In reduce_sum, grainsize is a recommendation on how to partition the work in the partial sum into smaller pieces. A grainsize of 1 leaves this entirely up to the internal scheduler and should be chosen if no benchmarking of other grainsizes is done. Ideally this will be efficient, but there are no guarantees.

In order to figure out an optimal grainsize, if there are N terms and M cores, run a quick test model with grainsize set roughly to N / M. Record the time, cut the grainsize in half, and run the test again. Repeat this iteratively until the model runtime begins to increase. This is a suitable grainsize for the model, because this ensures the caculations can be carried out with the most parallelism without losing too much efficiency.

For instance, in a model with N=10000 and M = 4, start with grainsize = 2500 , and sequentially try grainsize = 1250 , grainsize = 625 , etc., etc.

It is important to repeat this process until performance gets worse. It is possible after many halvings nothing happens, but there might still be a smaller grainsize that performs better. Even if a sum has many tens of thousands of terms, depending on the internal calculations, a grainsize of thirty or forty or smaller might be the best, and it is difficult to predict this behavior. Without doing these halvings until performance actually gets worse, it is easy to miss this.

So I was just leaving it at 1 to not do any more intensive benchmarking.

I tried it again setting grainsize to

int grainsize = N / N_cores / 4;

where N_cores is what I set for threads_per_chain in the model$sample() call in cmdstanr, and then reran my earlier script on the i9 MacBook to get:

Stan_Parallel_Test-combined2000×1100 244 KB

and on the M4 Mac Mini:

Stan_Parallel_Test-combined_mm2000×1100 249 KB

with points here being the average of 50 replicate chains (still a lot of sample variance though given how the curves swing around! also note that these were all fit to the same data).

Focusing on the Mac Mini results, when grainsize=1 before, we had a pretty sharp drop in efficiency going from 4 → 5 cores at high N (5E4, 5E5) and a more gradual drop going with increasing # of cores at low N (5E2, 5E3). With the larger grainsize, it looks like at high N going from 1 to 4 and then from 4 to 5 cores does improve performance, and actually gives an “outsized” jump in performance going from 4 to 5 cores, almost double what it should give? And then a big drop in performance going from 5 to 6 cores? And then at low N yields almost no improvement across the board. I can only assume this has something to do with the 4 performance and 6 efficiency core thing, and how they interact with system memory, but no idea what’s going on past that 😅

Sure, happy to! Though I’m not sure what that actually is. I assume it’s the functionality described in this thread?
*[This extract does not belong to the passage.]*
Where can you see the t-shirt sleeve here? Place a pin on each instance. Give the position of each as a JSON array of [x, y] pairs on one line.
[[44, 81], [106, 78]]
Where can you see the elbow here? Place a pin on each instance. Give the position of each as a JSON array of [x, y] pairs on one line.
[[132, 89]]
Cross-chain warmup adaptation using MPI (though sampling suggests it’s not just about fancy pooling during adaptation?)

I have Open MPI installed – do you know if the workflow has been updated any from the above, or would I still want to eg manually add flags in make/local and such?
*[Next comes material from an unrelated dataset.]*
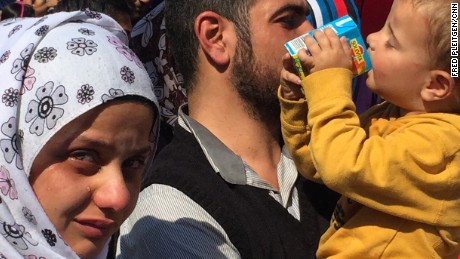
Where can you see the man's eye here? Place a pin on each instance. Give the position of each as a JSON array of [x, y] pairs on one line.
[[292, 21]]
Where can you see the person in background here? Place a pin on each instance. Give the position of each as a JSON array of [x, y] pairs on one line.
[[17, 9], [72, 152], [120, 10], [396, 165]]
Oh my. I’m just realizing we never wrote about this feature in our docs and I need to do that.

When running sampling for nuts directly from cmdstan (and pycmdstan) there are command line options for num_chains and num_threads. Setting num_chains=N and num_threads=M will run N chains where all chains run in parallel with access to the M threads. Since all chains share a thread pool in cmdstan you can have multiple chains running in parallel which also use multi threading within the chains. Here is an example setting the chains and threads arguments

./examples/bernoulli/bernoulli sample num_chains=4 data file="./examples/bernoulli/bernoulli.data.R" num_threads=4

The main benefit is that all of the data between the chains is shared so it reduces a lot of memory pressure.

We did:

https://mc-stan.org/docs/cmdstan-guide/parallelization.html#running

https://mc-stan.org/docs/cmdstan-guide/mcmc_config.html#sampler-num-chains

That was me experimenting an idea, and I stopped working on it mainly because:

• The gain comes from a heuristic concept and an ad hoc setting that I was not able to generalize.
• The MPI design is not compatible with existing multi-threading design. At least it requires a major rewrite, with an unclear ROI.